「経営コンサル」の平均年収は「900万円」!正直羨ましいですが、倒産件数は「過去最多」と聞きました。どういった背景があるのでしょうか?

配信日: 2025.04.22 更新日: 2025.10.21
この記事は約 4 分で読めます。
「経営コンサル」の平均年収は「900万円」!正直羨ましいですが、倒産件数は「過去最多」と聞きました。どういった背景があるのでしょうか?
近年、経営コンサルタント業界では倒産件数が過去最多を更新する一方で、平均年収は約900万円と高水準を維持しているようです。一見相反するこの状況には、業界特有の収入事情や倒産増加の要因などさまざまな背景が影響していると考えられます。
 
そこで今回は、経営コンサル会社の倒産増加の理由と高収入の背景について解説します。
FINANCIAL FIELD編集部

ファイナンシャルプランナー

FinancialField編集部は、金融、経済に関する記事を、日々の暮らしにどのような影響を与えるかという視点で、お金の知識がない方でも理解できるようわかりやすく発信しています。

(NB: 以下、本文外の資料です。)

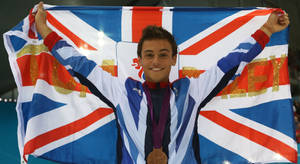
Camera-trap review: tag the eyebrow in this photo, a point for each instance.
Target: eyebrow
(164, 50)
(159, 50)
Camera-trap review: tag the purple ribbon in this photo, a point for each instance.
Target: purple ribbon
(158, 129)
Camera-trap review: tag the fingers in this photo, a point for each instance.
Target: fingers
(41, 6)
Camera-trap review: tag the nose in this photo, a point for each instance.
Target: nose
(155, 61)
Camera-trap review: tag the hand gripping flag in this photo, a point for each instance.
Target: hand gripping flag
(249, 121)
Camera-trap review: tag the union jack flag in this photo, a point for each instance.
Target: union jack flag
(251, 120)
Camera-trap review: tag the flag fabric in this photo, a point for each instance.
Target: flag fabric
(250, 120)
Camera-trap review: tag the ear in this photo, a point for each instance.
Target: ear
(174, 59)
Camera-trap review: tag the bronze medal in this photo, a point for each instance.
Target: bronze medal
(157, 156)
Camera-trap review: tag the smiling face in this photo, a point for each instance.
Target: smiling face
(156, 59)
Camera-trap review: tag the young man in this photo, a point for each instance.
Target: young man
(157, 118)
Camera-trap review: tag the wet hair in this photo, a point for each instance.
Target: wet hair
(155, 32)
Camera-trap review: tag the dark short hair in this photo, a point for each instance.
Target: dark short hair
(155, 32)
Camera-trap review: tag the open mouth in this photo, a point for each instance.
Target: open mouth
(156, 69)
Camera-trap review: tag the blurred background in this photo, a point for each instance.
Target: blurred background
(13, 11)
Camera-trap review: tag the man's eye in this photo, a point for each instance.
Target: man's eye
(163, 55)
(148, 55)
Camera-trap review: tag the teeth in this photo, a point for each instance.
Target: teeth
(156, 69)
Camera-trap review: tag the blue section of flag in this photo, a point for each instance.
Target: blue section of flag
(275, 114)
(98, 147)
(187, 24)
(17, 42)
(39, 105)
(107, 21)
(212, 153)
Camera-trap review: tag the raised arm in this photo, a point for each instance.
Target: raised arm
(101, 83)
(210, 83)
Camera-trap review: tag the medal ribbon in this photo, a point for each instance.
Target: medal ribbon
(158, 129)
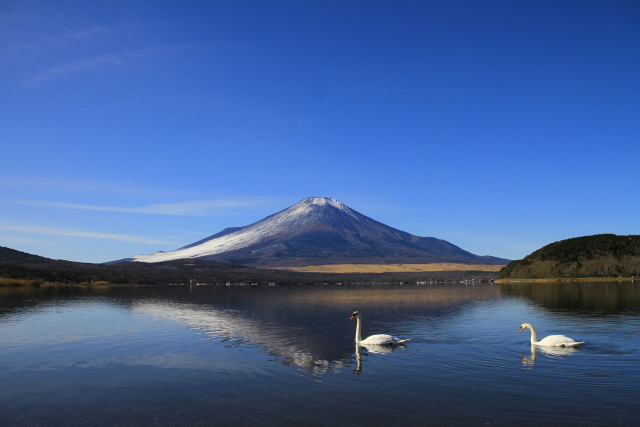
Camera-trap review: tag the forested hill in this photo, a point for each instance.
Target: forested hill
(602, 255)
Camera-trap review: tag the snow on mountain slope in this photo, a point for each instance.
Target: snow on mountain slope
(315, 231)
(286, 221)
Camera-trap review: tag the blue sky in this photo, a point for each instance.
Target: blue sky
(128, 127)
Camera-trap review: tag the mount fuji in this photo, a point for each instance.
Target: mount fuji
(316, 231)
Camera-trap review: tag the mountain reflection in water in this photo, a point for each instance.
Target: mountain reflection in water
(306, 329)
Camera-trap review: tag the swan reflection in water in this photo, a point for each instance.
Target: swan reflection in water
(552, 352)
(375, 349)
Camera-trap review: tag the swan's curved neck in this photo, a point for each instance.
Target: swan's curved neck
(358, 336)
(534, 339)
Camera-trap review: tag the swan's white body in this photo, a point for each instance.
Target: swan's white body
(379, 339)
(551, 340)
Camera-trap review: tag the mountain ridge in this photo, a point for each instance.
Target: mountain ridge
(318, 230)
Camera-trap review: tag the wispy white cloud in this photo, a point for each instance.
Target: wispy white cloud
(74, 67)
(67, 232)
(188, 208)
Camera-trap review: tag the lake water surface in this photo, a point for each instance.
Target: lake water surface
(261, 355)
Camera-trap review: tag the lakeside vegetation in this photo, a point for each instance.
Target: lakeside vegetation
(599, 256)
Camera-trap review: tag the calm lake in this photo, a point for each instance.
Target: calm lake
(265, 356)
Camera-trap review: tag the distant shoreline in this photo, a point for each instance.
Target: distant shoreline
(391, 268)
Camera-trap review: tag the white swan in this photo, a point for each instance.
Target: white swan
(551, 340)
(380, 339)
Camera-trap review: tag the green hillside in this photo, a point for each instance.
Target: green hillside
(602, 255)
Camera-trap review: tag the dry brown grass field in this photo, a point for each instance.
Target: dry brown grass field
(392, 268)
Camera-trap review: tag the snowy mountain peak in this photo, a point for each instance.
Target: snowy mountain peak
(311, 210)
(316, 230)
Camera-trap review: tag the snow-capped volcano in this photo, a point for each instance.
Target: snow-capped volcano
(318, 230)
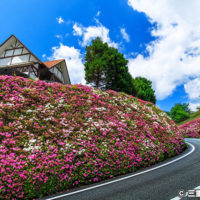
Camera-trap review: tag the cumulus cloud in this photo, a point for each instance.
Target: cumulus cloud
(192, 88)
(91, 32)
(60, 20)
(174, 58)
(59, 37)
(73, 60)
(98, 13)
(125, 34)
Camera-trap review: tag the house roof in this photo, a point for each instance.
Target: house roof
(22, 45)
(52, 63)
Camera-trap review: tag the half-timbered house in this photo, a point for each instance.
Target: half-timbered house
(17, 59)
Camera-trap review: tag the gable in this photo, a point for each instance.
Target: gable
(13, 52)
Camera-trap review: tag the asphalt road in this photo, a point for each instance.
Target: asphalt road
(159, 182)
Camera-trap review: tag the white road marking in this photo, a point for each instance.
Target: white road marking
(178, 198)
(124, 178)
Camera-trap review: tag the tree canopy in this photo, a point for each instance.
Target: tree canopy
(180, 112)
(106, 68)
(142, 88)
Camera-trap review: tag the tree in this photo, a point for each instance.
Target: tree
(142, 89)
(180, 112)
(106, 68)
(95, 63)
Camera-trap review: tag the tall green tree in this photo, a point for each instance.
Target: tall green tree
(142, 88)
(180, 112)
(95, 65)
(106, 68)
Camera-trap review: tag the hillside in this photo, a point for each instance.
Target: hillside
(191, 129)
(193, 116)
(55, 137)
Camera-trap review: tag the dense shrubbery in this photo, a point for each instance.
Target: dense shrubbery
(180, 112)
(55, 137)
(191, 129)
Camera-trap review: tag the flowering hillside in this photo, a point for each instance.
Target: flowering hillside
(55, 137)
(191, 129)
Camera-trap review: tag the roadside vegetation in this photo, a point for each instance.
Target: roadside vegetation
(106, 69)
(54, 137)
(191, 129)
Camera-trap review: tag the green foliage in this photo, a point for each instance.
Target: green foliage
(95, 65)
(142, 88)
(180, 112)
(106, 68)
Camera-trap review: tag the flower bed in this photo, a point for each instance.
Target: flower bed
(55, 137)
(191, 129)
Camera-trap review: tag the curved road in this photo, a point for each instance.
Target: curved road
(159, 182)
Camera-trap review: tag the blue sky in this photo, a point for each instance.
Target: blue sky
(161, 40)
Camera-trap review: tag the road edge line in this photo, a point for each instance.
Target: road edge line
(127, 177)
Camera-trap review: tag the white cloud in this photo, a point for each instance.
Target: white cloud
(174, 57)
(124, 34)
(98, 13)
(60, 20)
(192, 88)
(73, 60)
(59, 36)
(91, 32)
(78, 29)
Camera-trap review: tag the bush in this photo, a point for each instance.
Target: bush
(54, 137)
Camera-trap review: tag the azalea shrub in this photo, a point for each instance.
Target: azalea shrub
(191, 129)
(54, 137)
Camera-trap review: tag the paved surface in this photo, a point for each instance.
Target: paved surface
(160, 184)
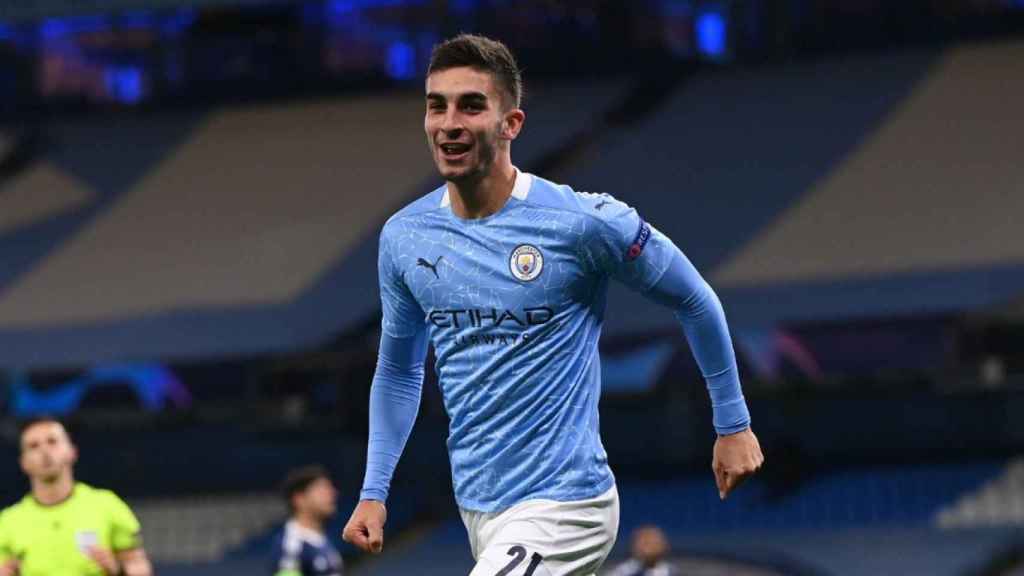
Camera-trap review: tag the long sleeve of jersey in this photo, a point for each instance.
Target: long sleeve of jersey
(397, 384)
(394, 402)
(637, 254)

編集部のメンバーは、ファイナンシャルプランナーの資格取得者を中心に「お金や暮らし」に関する書籍・雑誌の編集経験者で構成され、企画立案から記事掲載まですべての工程に関わることで、読者目線のコンテンツを追求しています。

FinancialFieldの特徴は、ファイナンシャルプランナー、弁護士、税理士、宅地建物取引士、相続診断士、住宅ローンアドバイザー、DCプランナー、公認会計士、社会保険労務士、行政書士、投資アナリスト、キャリアコンサルタントなど150名以上の有資格者を執筆者・監修者として迎え、むずかしく感じられる年金や税金、相続、保険、ローンなどの話をわかりやすく発信している点です。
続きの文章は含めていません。